Маму Валю ждали только к вечеру. Стало быть, что-то случилось, раз она возвращается раньше. Уж не заболела ли опять?
Маму Валю обожает все "Лесное убежище", и достаточно было лишь одной мысли, что с ней неблагополучно, и мышь забыта.
Кодя отлично пользуется этим случаем и, схватив нянины большие ножницы, живо отделяет одну девочку от другой.
— Ах вы, трусишки, — говорит она наставительно, — никакой мыши здесь нет… Я пошутила. И Мама Валя не думает возвращаться даже, это я нарочно сказала, чтобы как-нибудь облагоразумить вас!
И она старательно продолжает свою работу.
Плачевная, однако, это работа.
Во всем виноваты ножницы: вместо того, чтобы отделить сшитые подолы воспитанниц «Убежища», они режут огромные дырки на шерстяной ткани теплых платьиц. Получается дыра на костюме Липы. И еще дыра на подоле Веры, и у Сарочки, и у Нали, словом, почти у всех.
Марья Андреевна в ужасе. Няня тоже. И Лиза-стряпуха тоже в ужасе…
Во-первых, испорчено больше полудюжины платьев. Во-вторых, от суповой миски остались одни черепки. В-третьих, мокрая няня похожа на утку, только что вынырнувшую из воды. В-четвертых, у кучера лицо вытянуто от смущения, а глаза прилипли к полу, и он в двадцатый раз принимается извиняться за свою неосторожность перед няней.
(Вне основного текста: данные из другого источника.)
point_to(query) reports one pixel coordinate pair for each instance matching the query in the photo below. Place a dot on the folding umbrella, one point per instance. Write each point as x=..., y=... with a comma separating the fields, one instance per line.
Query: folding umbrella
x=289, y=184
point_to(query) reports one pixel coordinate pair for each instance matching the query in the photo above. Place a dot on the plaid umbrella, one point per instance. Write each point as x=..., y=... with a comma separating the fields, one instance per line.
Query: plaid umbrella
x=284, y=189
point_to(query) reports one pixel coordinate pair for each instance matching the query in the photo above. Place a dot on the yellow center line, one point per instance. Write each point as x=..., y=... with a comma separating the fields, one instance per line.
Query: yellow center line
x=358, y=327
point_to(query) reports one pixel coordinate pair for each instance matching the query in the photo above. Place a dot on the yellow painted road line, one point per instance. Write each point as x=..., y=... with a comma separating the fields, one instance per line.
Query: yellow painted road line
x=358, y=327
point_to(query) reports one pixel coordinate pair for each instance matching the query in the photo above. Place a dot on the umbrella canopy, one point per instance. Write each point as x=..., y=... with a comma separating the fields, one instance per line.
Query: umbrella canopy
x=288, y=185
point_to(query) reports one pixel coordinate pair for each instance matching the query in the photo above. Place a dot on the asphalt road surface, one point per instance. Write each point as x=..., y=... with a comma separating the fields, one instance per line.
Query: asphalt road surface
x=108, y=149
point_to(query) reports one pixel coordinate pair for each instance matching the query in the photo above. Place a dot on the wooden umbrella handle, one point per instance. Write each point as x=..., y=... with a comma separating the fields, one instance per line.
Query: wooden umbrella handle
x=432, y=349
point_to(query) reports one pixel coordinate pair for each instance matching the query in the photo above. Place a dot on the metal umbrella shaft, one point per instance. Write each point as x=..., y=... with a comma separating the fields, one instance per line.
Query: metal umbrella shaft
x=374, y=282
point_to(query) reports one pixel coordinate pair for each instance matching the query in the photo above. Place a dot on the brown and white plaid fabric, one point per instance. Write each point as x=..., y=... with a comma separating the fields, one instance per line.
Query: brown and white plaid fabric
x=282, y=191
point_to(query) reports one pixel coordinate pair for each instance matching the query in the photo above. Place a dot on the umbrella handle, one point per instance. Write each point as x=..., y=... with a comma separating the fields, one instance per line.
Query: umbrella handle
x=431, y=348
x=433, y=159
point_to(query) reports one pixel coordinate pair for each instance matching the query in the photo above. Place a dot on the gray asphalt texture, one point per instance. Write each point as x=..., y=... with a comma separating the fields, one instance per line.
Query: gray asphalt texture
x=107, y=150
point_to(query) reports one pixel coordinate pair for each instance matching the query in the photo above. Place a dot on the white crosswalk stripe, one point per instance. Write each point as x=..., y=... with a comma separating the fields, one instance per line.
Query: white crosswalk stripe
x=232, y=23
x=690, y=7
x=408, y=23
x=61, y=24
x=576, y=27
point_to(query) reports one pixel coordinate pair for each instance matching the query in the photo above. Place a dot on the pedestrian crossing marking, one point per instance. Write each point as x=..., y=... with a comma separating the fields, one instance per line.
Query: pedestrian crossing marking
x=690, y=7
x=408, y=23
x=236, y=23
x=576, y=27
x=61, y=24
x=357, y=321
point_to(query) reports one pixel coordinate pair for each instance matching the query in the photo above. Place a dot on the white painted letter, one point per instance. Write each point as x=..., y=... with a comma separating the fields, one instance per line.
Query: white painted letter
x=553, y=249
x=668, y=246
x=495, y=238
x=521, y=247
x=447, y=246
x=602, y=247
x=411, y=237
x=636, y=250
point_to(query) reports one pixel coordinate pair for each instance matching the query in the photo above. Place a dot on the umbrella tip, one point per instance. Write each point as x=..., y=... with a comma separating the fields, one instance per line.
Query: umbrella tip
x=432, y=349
И Кодя смущена, не улыбается больше…
Марья Андреевна берет ее за руку, подводит к шкуре волка, висящей на стене классной, и говорит печально и строго:
— Кодя не исполнила своего слова!
— И солгала… — вторит ей убитым голосом Кодя. — Сказала, что Мама Валя едет, а Мама Валя и не думает ехать…
— А честная Кодя никогда не лжет! — вторит девочке ее наставница.
— Никогда! — эхом откликается Кодя. — И поэтому заслуживает наказания, — совсем тихо прибавляет она. — Накажите меня, пожалуйста!
— Я никогда не наказываю никого, ты это знаешь отлично, — говорит Марья Андреевна, — но я не отнимаю у тебя права сделать это самой…
— Хорошо! — соглашается Кодя. — Я накажу себя, потому что солгала и не сдержала данного при моем посвящении в члены лесного кружка обещания.
Глава 6
Всем "лесным девочкам" известно решение Коди наказать себя. Это наказание очень сурово: целую неделю Кодя не ходит на озеро и лишает себя удовольствия кататься с горы, играть в снежки со Славой, Люсей, Софочкой и Жучком, но… этого недостаточно Коде.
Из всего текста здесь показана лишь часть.